Started by the beaten (and beaten up) ex-champion, tales of “loose ropes,” a “short count,” and of Foreman having “been drugged” emerged. To this day, these myths, and a few more, persist.

Let’s try, one more time, to clear it up.

Ali did the “impossible,” therefore it became surprisingly easy to swallow the outlandish theories “explaining” the fight and Ali’s thoroughly unexpected win.

Angelo Dundee did NOT loosen the ropes.

This one has endured and endured, frustratingly so. Dundee had no knowledge of his fighter’s plan to lay on the ropes and soak up Foreman’s lethal blows. Heck, even Ali himself did not go into the ring knowing he would do this. Why then, would Dundee loosen the ropes? He didn’t. During the fight, with Ali on the ropes, Angelo, “feeling sick” at the sight of his fighter laying against the ropes, so high up from the floor (“I was scared to death my guy would fall out of the ring,” Dundee later said) was screaming at him to get OFF the ropes.
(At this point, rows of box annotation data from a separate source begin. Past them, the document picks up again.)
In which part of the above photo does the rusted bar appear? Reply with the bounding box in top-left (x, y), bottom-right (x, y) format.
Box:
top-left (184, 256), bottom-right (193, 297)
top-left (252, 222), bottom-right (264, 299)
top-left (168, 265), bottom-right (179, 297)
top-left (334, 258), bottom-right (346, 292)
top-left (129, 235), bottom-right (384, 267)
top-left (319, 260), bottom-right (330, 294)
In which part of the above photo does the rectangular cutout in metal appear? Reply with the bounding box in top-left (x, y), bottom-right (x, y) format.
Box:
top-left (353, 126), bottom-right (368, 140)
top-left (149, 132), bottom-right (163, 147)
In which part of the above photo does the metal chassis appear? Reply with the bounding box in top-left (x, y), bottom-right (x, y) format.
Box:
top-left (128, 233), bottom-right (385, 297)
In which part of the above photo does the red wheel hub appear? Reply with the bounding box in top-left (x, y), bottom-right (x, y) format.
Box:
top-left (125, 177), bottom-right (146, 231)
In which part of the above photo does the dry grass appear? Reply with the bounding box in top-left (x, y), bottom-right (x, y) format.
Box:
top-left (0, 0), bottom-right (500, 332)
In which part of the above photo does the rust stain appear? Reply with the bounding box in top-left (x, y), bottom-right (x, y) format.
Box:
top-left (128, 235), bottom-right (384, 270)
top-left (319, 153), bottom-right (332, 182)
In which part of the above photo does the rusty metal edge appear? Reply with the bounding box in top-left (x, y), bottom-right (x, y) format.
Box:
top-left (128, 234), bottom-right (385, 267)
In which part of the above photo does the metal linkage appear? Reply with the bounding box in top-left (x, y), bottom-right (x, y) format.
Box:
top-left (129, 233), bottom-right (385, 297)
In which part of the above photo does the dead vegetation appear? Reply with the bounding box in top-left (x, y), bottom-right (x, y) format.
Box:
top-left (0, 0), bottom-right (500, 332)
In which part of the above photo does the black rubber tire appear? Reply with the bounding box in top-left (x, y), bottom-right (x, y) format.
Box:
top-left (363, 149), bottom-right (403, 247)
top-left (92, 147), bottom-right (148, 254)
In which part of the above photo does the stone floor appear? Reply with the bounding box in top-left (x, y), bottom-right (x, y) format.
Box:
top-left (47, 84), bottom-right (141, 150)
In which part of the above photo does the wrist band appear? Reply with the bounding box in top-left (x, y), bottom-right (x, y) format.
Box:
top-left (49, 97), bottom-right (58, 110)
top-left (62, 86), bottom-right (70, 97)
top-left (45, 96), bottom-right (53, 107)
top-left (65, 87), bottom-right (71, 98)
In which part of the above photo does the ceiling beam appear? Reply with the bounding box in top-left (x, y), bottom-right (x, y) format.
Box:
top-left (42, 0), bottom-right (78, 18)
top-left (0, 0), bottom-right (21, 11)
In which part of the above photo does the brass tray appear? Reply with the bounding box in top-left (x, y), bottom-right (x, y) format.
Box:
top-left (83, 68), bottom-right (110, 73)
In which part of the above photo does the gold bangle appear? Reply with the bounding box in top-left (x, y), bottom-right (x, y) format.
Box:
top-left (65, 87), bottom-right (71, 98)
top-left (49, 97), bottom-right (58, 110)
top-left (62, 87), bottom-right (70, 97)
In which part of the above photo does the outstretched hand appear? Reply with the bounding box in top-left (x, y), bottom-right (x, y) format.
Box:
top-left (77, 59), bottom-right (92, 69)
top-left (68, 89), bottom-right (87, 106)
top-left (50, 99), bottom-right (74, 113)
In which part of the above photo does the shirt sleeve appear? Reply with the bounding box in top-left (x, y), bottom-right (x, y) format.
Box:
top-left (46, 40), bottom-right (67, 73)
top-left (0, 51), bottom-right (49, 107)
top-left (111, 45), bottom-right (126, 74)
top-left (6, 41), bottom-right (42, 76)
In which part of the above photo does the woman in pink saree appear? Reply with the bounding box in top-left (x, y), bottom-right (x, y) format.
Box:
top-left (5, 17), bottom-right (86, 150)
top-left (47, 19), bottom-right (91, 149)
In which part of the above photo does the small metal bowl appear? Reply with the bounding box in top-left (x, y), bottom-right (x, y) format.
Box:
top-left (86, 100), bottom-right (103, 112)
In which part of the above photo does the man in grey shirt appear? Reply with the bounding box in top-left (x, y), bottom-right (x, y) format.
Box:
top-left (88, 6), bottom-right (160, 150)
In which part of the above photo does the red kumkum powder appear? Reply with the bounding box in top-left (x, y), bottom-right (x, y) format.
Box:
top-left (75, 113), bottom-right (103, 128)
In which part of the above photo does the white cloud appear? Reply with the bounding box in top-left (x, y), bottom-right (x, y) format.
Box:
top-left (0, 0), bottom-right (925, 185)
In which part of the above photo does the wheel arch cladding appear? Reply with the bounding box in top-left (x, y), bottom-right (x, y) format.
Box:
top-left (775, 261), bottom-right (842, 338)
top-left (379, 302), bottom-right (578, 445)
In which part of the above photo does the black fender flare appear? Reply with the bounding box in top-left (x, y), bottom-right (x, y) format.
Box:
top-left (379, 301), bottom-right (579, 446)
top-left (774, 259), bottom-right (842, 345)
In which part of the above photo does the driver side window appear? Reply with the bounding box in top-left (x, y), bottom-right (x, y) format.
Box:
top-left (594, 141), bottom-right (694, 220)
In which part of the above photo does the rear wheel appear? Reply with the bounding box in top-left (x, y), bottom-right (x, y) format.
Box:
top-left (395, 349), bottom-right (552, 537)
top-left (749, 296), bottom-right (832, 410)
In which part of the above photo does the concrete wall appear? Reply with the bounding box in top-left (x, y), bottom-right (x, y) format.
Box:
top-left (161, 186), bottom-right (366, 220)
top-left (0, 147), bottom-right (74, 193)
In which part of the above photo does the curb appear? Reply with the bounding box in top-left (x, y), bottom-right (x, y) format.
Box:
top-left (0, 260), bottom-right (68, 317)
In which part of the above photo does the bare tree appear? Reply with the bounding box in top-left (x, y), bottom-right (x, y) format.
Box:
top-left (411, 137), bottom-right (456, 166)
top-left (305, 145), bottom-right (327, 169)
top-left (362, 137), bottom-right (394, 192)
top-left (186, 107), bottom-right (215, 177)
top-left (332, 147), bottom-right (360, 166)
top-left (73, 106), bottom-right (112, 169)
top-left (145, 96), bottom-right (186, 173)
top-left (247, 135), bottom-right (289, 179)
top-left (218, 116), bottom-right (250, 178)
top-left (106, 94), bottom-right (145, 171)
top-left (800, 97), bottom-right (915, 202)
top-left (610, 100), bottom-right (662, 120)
Dundee didn’t loosen the ropes, to the contrary, he tried to tighten them.

There was no “short count.”

Referee Zack Clayton, who did a great job in the fight, hit “ten” just as Foreman rose. Totally beaten, Foreman had nothing left anyway.

As for his being drugged, we have only Foreman’s tale of “tasting something like medicine” in the water his trainer Dick Saddler gave him in the dressing room minutes before the fight began. But what could have drugged Foreman to the extent that he was okay for three or four-rounds and only then began to look tired, flail with his punches and generally appear out of ideas, dizzy and exhausted? It couldn’t have been anything to do with the heat, Foreman’s limited (at the time) stamina and Ali’s own sharp punches coming back at him as George walked in…….could it?

Of course we can never prove Foreman wasn’t drugged, but it seems incredibly doubtful.

Ali won and he won with his skills, guts and brains. To say otherwise is to take away from a superb fighter’s finest victory. Celebrate this astonishing fight/performance from a true immortal and also appreciate what you are watching.